Data Science 101: Data Transformation in Machine Learning - Data Scaling
Min-Max Scaler, Standard Scaler and Robust Scaler.
What is Data Scaling?
In part 1 of this series, we reshaped our numeric features using log transformation and clipping method, so that their distributions were less skewed and less affected by extreme values.
The next step is to standardize their scales so algorithms can focus on the relationships in the data on the same dimension. In this article, we will use the scikit-learn preprocessing library to compare three common approaches: min-max scaling, standardization, and robust scaling.
Min Max Scaler - normalization
MinMaxScaler() is applied when the dataset is not distorted. It normalizes the data into a range between 0 and 1 based on the formula:
x’ = (x - min(x)) / (max(x) - min(x))
Standard Scaler - standardization
We use standardization when the dataset conforms to normal distribution. StandardScaler() converts the numbers into the standard form of mean = 0 and variance = 1 based on z-score formula:
x’ = (x – mean) / standard deviation.
Robust Scaling
RobustScaler() is more suitable for dataset with skewed distributions and outliers because it transforms the data based on median and quantile, specifically
x’ = (x – median) / inter-quartile range.
Check out our video on Python EDA to understand how to use data visualization techniques to understand the data distribution.
How to Implement Data Scaling?
To compare how these three scalers work, I use an iteration to scale the remaining variables (including two variables after clipping transformation) based on StandardScaler(), RobustScaler(), MinMaxScaler() respectively.

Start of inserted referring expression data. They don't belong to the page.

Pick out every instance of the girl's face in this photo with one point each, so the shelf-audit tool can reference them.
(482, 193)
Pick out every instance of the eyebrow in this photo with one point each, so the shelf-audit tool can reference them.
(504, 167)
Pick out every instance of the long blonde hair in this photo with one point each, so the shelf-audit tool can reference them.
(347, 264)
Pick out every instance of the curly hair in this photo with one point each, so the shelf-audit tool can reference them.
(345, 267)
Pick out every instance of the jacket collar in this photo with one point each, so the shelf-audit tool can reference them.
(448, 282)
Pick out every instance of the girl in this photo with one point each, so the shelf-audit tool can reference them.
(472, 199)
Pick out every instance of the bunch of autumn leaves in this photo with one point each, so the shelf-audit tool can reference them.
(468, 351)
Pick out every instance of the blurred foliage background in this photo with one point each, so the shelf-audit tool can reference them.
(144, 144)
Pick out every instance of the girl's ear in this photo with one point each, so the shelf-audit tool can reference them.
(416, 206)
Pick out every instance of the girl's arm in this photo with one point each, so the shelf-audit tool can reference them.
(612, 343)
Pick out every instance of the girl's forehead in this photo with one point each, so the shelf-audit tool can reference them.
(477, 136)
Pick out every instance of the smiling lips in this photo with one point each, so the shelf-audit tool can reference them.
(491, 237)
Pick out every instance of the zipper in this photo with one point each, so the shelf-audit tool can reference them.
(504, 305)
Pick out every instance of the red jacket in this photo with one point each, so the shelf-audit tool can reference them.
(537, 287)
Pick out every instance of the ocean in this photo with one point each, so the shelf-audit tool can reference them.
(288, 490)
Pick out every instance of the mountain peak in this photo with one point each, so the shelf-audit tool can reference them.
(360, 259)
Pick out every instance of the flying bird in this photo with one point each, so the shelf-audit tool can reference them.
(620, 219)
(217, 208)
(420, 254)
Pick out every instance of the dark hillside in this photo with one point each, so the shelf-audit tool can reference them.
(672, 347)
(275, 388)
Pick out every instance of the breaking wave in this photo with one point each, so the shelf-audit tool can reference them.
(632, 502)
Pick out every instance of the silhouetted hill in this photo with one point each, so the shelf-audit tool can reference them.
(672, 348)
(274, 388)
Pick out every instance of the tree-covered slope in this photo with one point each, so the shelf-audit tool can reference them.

As shown, the scalers don’t change the shape of the data distribution but instead changing the spread of data point.
Take “NumStorePurchases” as an example, minmax scaler converts the values to be strictly between 0 and 1, standard scaler transform dataset into mean = 0 whereas robust scaler transform dataset into median = 0.
In this dataset, these five variables are neither distorted nor normally distributed, therefore using a minmax scaler should suffice.
Now that all features have been transformed into according to their properties. Let’s visualize them again. We can see that the data looks more organized and less distorted, hence more suitable for model building and generating insights.
before transformation
after transformation
Take-Home Message
This series takes you through the journey of transforming data and demonstrates how to choose the appropriate technique according to the data properties.
In summary:
data cleaning: converting data type and removing unnecessary characters
log transformation for right skewed data
clipping methods for handling outliers
data scaling: minmax scaler, standard scaler, robust scaler